Despite having my last child born "blue" with an apgar (yes singular, as in one), I do not regret her homebirth, and neither does the neonatal neurologist who saw her. People like Dr. Amy and her sheeple refuse to see the other side. It is so sad.
Must invest in tin foil this morning... I think a trip to the Costco is in order =)
k

Well written, Jamie.

I really can't figure out what inspired this crusade from Amy and as much as she protests that it isn't personal, even ACOG doesn't waste their time on this "issue" beyond writing policy statements. I also wonder where all of her respected colleagues are on the subject-- I suppose she is hoping they will join the party if she makes it to the next Grand Rounds.

Then again, I imagine if I asked her we'd hear another cricket join the chorus.

way to go

Jamie,

You are obviously not considering the crucial fact that tin and aluminum are different metals and cannot be considered equivalent for the purposes of protective headgear construction. Therefore all your conclusions must be flawed. Everyone knows that lumping tin and aluminum together in your research is just a ploy to cover up your VACUOUS agenda.

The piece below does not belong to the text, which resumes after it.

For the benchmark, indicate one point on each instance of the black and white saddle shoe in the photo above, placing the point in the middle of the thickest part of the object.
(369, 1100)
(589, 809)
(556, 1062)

SD! Did you know that the movement from tin to aluminum by foil manufacturers is part of an Evil Plot to keep us all ignorant and pliant? Tin was much better at intercepting the orbital mind control lasers; that's why they took it off the market.

Yours conspiratorially,

Can I just say as a non-homebirther after reading some of Dr. Amy's opinions and post. . . you are the veritable well of charity and cool-headedness. The whole sex abuse and homebirthing assertion . . . well, it might just speak to the unfortunate fact the sex abuse in this day and age is common to many women.

Holy cow! Someone else who knows about the orbital mind control lasers! I love the orbital mind control lasers! :-)

We must get together to play Illuminati sometime...

Jamie Gladly-doo where are u
we've got some work to do now
Jamie Gladly-doo we need some help from u now . . .

More like ENERGIZER bunny, not BUGS Bunny contributions.

You are so darned smart.

Hh

Love this post! I'll try to find time to explore more.

Question: I've noticed those deletions on Dr. Amy's blog. Can you summarize contents of the ones that you've read and then later noticed were gone? You refer to the posts that were deleted as "innocent". I understand you might not have seen every single deletion, but there are too many for it to seem koser, if you know what I mean. Thanks in advance!